Skipping blobs in pipeline leads to missing data in hdf5
Summary
Skipping blobs in a pipeline can lead to missed data in files after repeated hdf5 read-out.
Environment
- KM3Pipe version (
km3pipe --version
): 8.27.5 - Python version (
python --version
): 3.6.8 - OS: (
uname -a
) Linux w1037 4.15.0-50-generic #54 (closed)-Ubuntu SMP Mon May 6 18:46:08 UTC 2019 x86_64 x86_64 x86_64 GNU/Linux
Steps to reproduce
Even this minimal example is quite complex unfortunatly :-) Here is the code I'm using:
import km3pipe as kp
import numpy as np
class DummyPump(kp.Module):
""" Generate some dummy data. """
def configure(self):
self.i = 0
def process(self, blob):
blob = kp.Blob()
blob["x"] = kp.NDArray(np.ones((1, 3, 3))*self.i, h5loc="x")

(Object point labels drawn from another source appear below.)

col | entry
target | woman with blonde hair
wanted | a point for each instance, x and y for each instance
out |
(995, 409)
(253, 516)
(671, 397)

blob["y"] = kp.Table.from_dict({"aa": self.i * 2.}, h5loc="y")
self.i += 1
return blob
class Skipper(kp.Module):
""" Skip the third blob. """
def configure(self):
self.i = 0
def process(self, blob):
self.i += 1
if self.i == 2:
self.cprint("skipped")
return
else:
return blob
def gen(outfile, infile=None, skip_one_blob=False):
pipe = kp.Pipeline()
if infile is None:
pipe.attach(DummyPump)
else:
pipe.attach(kp.io.HDF5Pump, filename=infile)
if skip_one_blob:
pipe.attach(Skipper)
pipe.attach(kp.io.HDF5Sink, filename=outfile)
pipe.drain(5)
Step 1
First, I generate a h5file using the DummyPump containing a Ndarray ("x") and a Table ("y") with this: gen("base.h5")
.
The file looks like this:
ptdump base.h5
/ (RootGroup) 'KM3NeT'
/group_info (Table(5,), fletcher32, shuffle, zlib(5)) 'Group Info'
/x (EArray(5, 3, 3), fletcher32, shuffle, zlib(5)) 'Unnamed NDArray'
/x_indices (Table(5,), fletcher32, shuffle, zlib(5)) 'Indices'
/y (Table(5,), fletcher32, shuffle, zlib(5)) 'Generic Table'
Step 2
Next, I read in this file but skip blob number 3 using the Skipper with this:
gen("skipped.h5", infile="base.h5", skip_one_blob=True)
.
The file looks like this:
ptdump skipped.h5
/ (RootGroup) 'KM3NeT'
/group_info (Table(4,), fletcher32, shuffle, zlib(5)) 'GroupInfo'
/x (EArray(4, 3, 3), fletcher32, shuffle, zlib(5)) 'Unnamed NDArray'
/x_indices (Table(4,), fletcher32, shuffle, zlib(5)) 'Indices'
/y (Table(4,), fletcher32, shuffle, zlib(5)) 'Y'
The group_id/indices look like this:
import h5py
f = h5py.File("skipped.h5", "r")
f["x_indices"]["index"]
# --> array([0, 1, 2, 3])
f["y"]["group_id"]
# --> array([0, 2, 3, 4])
Step 3
Next, i simply read the skipped file in with the hdf5 pump and write it again immediatly with the sink like this:
gen("read_again.h5", "skipped.h5")
ptdump reveals that the resulting file has still 4 lines for y (as it should be) but only 3 lines for x:
ptdump read_again.h5
/ (RootGroup) 'KM3NeT'
/group_info (Table(4,), fletcher32, shuffle, zlib(5)) 'GroupInfo'
/x (EArray(3, 3, 3), fletcher32, shuffle, zlib(5)) 'Unnamed NDArray'
/x_indices (Table(3,), fletcher32, shuffle, zlib(5)) 'Indices'
/y (Table(4,), fletcher32, shuffle, zlib(5)) 'Y'
Is this intended? Becuase this seems to me that one entry in x got dropped for no reason...